They’re called Trial Rooms here, and there’s probably never been a more accurate adjective for them.
{Whoever calls them fitting rooms is lying. Nothing fits in there.}
Trial room is appropriate. You step in and judgement reigns.
The first time I experienced Indian trial rooms was three years ago. I was shopping with my then-boyfriend (who I’d been dating for about a year) and his sister and mom (who I’d met three days prior).
I learned then how trial rooms work.
You are not judging yourself on a quick trip to Ross on your lunch break, texting your friend from the bowels of isolation to lament the reflection staring back at you in the wall-to-wall mirrors, then slinking away, eyes down, past the loss prevention officer posted at the front door.
Instead, you have slogged through traffic and air pollution on a singular mission where failure is not an option because WHEN ELSE ARE YOU JOINING THE FRANTIC FRAY and why would anyone willingly subject themselves to it multiple days in a week?
No.
Here, you cannot leave empty-handed. Here, you cannot walk away defeated.
Here, you armor yourself – emotionally and mentally for jeans shopping, shorts shopping, formal-wear shopping, beach shopping, Indian-clothes shopping ALL IN THE SAME TRIP because this.is.your.chance.
Here, you have a host of people waiting outside the trial room to offer their critiques because shopping here (from my experience) involves at least one (most often two) store attendants, and your shopping partners (in my case, husband and sometimes MIL and SIL).
Three years ago, this was terrifying.
Present day, I embrace it.
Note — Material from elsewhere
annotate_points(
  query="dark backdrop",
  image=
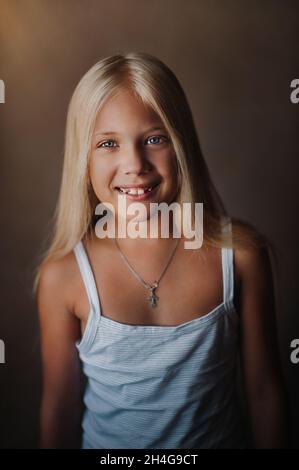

Mostly it helps that I know what’s coming.
It sometimes begins with my husband and/or MIL asking:
“Do you have this in her size?”
Whatever size I was in the States doesn’t translate here, and when I’m shopping for Indian clothes, the fit is different than what I’m used to.
I get a cursory look by the store attendant. I used to shrink internally. I don’t anymore. This is my body. It’s done miraculous things.
After the Glance, the attendant starts finding my size and not discreetly.
“X-L,” they’ll say in a normal, inside voice, but I’m used to mumbling it. Often it’s “Double X-L.” If it’s a real horror show, the words “Triple X-L” will roll off their tongue and my brain automatically defends our entity left and right. It’s probably just this brand.
Depending on the store, the attendant will assure me that alterations can be made. Usually it’s the words “let it out” and never “take it in” and nine times out of 10, it’s in reference to my bulging chest because just when you think your boobs can’t possibly be bigger, you get pregnant, have a kid and start breastfeeding. I am often left with the impression that out of the 1.3 billion people who live in this country, my boobs are the biggest.
Once, recently, I exited the trial room totally defeated.
“What happened?”
It’s as if he knows the lifetime that can be lived within that stall. {This guy is in it with me.}
“I can’t get it past my calves.”
My CALVES. Of all the things on my body that gives me trial room grief, it’s never been my calves. This was a whole new low.
So there was a flurry of activity as the store attendants passed the news along the line: she can’t get these up past her calves … bigger size, bigger size. And they’re bringing me bigger sizes and in the meantime I realize that a substantial amount of the fabric on the bottom of these bottoms is supposed to bunch at your ankles and is therefore not supposed to go past your calves.
There’s never been more sweet relief.
In the course of these trial room therapy sessions with myself, my body-appreciation has deepened. Sure, I could be self-loathing, but there’s enough of that in the privacy of my own room. Avoiding the Trial Rooms isn’t an option. NOT shopping won’t work.
So I go boldly and bravely. And, dare I say, I’m having fun. I’m trying on new styles (“This makes me feel AWESOME!”), and Indian-designer clothes (Ritu Kumar!). My rate of success is pretty high, and my wardrobe is diverse, colorful, comfortable and fun. So, who’s in for a shopping trip?